When there is no predictive cell that is active, then all the cells of the column burst. How to choose the winner cell?

As @LukeTPeterson mentioned, the video shows some info, but I am hoping for more clarity. So here are my questions:

Let us suppose (only for the sake of example and discussion of current topic) there are 10 columns with 10 cells each, so 90 total cells in the system.

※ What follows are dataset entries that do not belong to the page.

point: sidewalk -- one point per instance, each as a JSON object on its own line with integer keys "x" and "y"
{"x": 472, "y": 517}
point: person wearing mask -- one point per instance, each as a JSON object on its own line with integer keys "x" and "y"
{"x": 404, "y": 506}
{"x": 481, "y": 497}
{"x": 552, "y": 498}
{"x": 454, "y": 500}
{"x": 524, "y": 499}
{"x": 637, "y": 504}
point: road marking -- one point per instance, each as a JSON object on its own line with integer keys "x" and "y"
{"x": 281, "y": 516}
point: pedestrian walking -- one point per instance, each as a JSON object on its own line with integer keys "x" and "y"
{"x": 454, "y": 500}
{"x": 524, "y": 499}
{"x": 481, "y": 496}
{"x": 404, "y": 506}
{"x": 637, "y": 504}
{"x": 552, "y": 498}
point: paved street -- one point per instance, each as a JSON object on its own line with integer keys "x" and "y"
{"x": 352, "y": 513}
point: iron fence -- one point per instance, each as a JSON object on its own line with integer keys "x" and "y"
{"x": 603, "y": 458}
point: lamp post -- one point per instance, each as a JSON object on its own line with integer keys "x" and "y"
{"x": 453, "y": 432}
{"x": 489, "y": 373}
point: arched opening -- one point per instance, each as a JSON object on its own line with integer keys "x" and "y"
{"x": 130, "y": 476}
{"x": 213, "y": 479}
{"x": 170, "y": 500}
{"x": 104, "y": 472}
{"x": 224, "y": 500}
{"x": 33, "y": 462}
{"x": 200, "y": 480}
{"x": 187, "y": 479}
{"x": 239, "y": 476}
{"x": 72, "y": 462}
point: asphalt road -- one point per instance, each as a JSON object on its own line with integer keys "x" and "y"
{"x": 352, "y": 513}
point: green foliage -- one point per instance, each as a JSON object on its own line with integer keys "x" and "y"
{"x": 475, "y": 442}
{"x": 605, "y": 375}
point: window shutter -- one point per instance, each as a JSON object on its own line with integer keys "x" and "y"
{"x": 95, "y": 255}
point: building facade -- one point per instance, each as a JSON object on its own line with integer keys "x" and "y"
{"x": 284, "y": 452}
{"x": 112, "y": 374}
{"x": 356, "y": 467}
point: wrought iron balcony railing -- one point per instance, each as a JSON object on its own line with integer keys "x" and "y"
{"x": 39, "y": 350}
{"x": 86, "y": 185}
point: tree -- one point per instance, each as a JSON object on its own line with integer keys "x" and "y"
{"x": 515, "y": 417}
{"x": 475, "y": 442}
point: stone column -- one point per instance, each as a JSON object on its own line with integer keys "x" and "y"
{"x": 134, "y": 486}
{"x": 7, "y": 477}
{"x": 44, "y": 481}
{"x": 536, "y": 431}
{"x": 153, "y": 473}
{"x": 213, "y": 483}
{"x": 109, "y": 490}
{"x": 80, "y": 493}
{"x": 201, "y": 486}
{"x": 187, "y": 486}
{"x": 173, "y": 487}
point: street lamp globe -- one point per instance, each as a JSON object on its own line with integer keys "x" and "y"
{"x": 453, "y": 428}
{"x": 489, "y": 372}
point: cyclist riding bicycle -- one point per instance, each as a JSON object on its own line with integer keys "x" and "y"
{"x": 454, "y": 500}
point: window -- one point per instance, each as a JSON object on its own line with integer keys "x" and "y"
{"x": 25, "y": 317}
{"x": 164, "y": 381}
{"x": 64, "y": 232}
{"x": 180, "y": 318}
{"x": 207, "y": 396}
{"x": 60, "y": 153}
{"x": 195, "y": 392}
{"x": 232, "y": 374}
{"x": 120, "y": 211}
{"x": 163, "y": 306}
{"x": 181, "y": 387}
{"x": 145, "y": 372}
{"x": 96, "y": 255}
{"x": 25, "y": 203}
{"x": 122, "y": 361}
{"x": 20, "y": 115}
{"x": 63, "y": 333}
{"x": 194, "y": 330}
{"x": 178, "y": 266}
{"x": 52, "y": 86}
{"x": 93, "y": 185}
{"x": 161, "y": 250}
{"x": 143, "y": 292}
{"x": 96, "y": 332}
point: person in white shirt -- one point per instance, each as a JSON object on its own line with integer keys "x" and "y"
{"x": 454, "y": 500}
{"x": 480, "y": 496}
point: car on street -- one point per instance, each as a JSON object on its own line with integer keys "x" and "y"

  1. Each cell contains several segments. So each segment would be a binary vector of 100 dimensions, 1 denoting an active synapse, and 0 denoting an inactive one, correct?
  2. If no segment is active, I pick the segment with the highest number of active synapses, and the cell corresponding to that segment as the winner cell - is that correct? So suppose column 2 burst, in absence of any predictive neuron. Suppose, col.2 cell 5 contains 6 segments, and segment 1 has 13 active synapses, which is the highest, across all cells in col. 2. Then I pick segment 1, and the corresponding cell 5 in column 2 as the winner cell.
  3. Do I increase the permanence of cell 5 (the winner cell) or should I increase the permanence of all the bursting cells?

Thanks!

Sequence memory is used to predict the next item in the sequence, or detect anomalies. It can’t recognize entire sequences, just the current sequence-so-far. There was work on recognizing whole sequences a while back, but it had capacity problems I think. It’s a hard problem. It requires the same representation for each item in the sequence and listing multiple possible sequences. Sequences can branch.